Abstract
To address the different types of pain different classes of medications, mainly non-steroidal anti-inflammatory drugs and narcotics (opioids), are used. The alleviation or treatment of moderate to severe pain states, in particular, commonly invokes the use of opioids. Unfortunately, their chronic administration induces various undesirable side effects, such as for example physical dependence and tolerance. Two strategies to overcome these major side effects and to prolong the antinociceptive efficiency of the applied drugs involve: a) the creation of multifunctional compounds which contain hybridized structures (Part 1), and b) the design of peptide-based hydrogels as delivery systems for the controlled-release of painkillers (Part 2).
Part 1
Combination of opioid agonist and antagonist pharmacophores in a single chemical entity has been considered and extensively investigated, but opioids have also been structurally combined with other bioactive neurotransmitters and peptide hormones that are involved in pain perception (e.g. substance P, neurotensin, cholecystokinin, cannabinoids, melanocortin ligands, etc.).

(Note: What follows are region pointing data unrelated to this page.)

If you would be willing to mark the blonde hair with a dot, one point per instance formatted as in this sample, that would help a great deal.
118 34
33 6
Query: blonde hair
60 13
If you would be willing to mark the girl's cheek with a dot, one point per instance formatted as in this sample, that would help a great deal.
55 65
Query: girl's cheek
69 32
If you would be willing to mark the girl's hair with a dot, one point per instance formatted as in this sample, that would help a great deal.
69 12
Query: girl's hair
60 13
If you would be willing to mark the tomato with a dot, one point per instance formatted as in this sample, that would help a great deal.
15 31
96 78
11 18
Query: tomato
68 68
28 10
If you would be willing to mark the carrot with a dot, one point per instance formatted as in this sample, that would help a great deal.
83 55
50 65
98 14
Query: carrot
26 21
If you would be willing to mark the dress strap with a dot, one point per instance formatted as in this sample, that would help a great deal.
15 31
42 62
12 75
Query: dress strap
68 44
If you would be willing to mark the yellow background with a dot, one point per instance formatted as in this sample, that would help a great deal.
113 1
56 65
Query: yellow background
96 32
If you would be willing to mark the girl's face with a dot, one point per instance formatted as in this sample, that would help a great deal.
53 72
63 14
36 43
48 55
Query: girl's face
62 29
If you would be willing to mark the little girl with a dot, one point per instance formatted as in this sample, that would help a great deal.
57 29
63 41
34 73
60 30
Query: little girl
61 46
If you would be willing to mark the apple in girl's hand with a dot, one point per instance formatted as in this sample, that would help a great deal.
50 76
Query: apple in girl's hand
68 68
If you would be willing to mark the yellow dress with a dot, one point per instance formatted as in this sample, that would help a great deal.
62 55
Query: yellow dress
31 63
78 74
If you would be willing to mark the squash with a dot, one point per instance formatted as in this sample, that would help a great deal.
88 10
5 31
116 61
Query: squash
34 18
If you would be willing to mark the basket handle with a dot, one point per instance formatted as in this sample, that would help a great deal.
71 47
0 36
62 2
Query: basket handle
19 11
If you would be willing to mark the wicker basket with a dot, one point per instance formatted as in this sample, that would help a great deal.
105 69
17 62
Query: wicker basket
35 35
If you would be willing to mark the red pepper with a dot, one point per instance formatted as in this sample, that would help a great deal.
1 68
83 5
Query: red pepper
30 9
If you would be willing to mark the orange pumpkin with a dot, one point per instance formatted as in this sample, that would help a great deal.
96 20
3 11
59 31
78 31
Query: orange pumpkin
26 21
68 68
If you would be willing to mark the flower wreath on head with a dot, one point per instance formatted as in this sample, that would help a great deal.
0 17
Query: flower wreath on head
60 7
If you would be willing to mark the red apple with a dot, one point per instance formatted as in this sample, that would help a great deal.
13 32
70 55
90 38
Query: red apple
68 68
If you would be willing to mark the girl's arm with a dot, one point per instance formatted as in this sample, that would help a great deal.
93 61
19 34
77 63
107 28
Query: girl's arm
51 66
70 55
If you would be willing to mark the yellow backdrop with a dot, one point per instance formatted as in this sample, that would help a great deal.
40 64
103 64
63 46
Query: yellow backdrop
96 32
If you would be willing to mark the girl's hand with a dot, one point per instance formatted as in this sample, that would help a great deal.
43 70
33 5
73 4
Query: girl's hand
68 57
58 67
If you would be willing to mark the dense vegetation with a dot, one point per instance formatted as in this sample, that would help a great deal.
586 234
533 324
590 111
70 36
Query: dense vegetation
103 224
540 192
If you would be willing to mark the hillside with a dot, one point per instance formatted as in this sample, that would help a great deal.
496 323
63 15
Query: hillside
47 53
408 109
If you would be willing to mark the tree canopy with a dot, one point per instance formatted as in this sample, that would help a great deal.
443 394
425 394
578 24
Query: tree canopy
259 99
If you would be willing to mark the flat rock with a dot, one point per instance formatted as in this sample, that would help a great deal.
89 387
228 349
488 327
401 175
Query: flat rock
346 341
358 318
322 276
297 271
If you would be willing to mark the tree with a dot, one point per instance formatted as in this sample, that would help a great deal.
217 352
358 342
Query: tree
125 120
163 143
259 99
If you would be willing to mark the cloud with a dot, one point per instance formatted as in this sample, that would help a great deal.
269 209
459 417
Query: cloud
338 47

Such novel chimeras (also called designed multiple ligands (DMLs) or multitarget ligands), may interact independently with their respective receptors and potentially result in more effective antinociceptive properties. The designed multiple ligands presented in this work include opioid-non-opioid (non-)peptide dimer analogs, such as for example opioid-neurokinin 1 receptor DMLs and opioid-neuropeptide FF DMLs. During the presentation, a main focus is placed on the design and biological evaluation of these multiple opioid compounds.
Part 2
To overcome the need of repeated high dose administration, hydrogels have been reported as suitable controlled drug-delivery systems. More specifically, peptide hydrogels loaded with active ingredients can liquefy during injection, followed by quick hydrogel reformation once injected. These systems present several advantages such as the protection of the drug against the enzymatic degradation by encapsulation in the hydrogel network, while maintaining the therapeutic plasma drug concentration over a long period via diffusion from the hydrogel or by degradation of the network.[1] Consequently, lower dosage and frequency of administration are possible and result in an improvement of the drug efficacy while reducing the risk of side effects. Here, a new family of short, tunable and amphipathic hexapeptide hydrogel-forming peptides was designed. In order to study their eventual therapeutic potential, the hydrogels have been used for entrapment and sustained release of opioid drugs. The in vitro drug release properties and hydrogel toxicity were, for instance, determined. Based on the best physicochemical, mechanical, and noncytotoxic properties, selected hydrogels were investigated for in vivo release of opioids. Opioid administration by subcutaneous injection and subsequent testing in the tail-flick assay (acute pain model), showed sustained antinociceptive effects over longer periods of time (up to 96 hours), as compared to drug injections in saline solutions (<3 hours).
Short Bio
Prof. Dr. Steven Ballet completed his PhD at the Vrije Universiteit Brussel (VUB, Brussels, Belgium) in 2007. Directly following his PhD training, Dr. Ballet went for a first postdoctoral stay in Australia at the University of Adelaide with Professor Andrew Abell. During this stay he applied ring closing and cross metathesis reactions on amino acid and peptide substrates. As such, dimeric but also ring closed peptide scaffolds could be obtained. More specifically, RCM was used to stabilize ('staple') the helical conformation of alpha and beta peptides. As a second postdoctoral training, Dr. Ballet went to the Institut de Recherches Cliniques de Montréal (IRCM, Montreal, Canada) for a specialized training in the opioid peptide field. Together with Prof. Peter W. Schiller, he designed bifunctional opioid ligands with dual MOR/DOR agonist profiles and hybrid opioid/non-opioid multitarget ligands. Since 2010 Dr. Ballet is appointed as a faculty member at his alma mater, where he pursues his efforts in the peptide and peptidomimetic field. Some research topics involve injectable peptide hydrogels for sustained release of bioactive peptides, the synthesis of turn/helix/loop mimetics, and transition metal-catalyzed derivatization of peptides in aqueous media.
Selected references
Guillemyn, K. et al. Bifunctional Peptide-Based Opioid Agonist−Nociceptin Antagonist Ligands for Dual Treatment of Acute and Neuropathic Pain. J. Med. Chem. 2016, 59, 3777.
Martin, C. et al. Controlled-release of opioids for improved pain management. Materials Today 2016, 19, 491.
Martin C. et al. Biodegradable amphipathic peptide hydrogels as extended-release system for opioid peptides. J. Med. Chem. 2018, 61, 9784.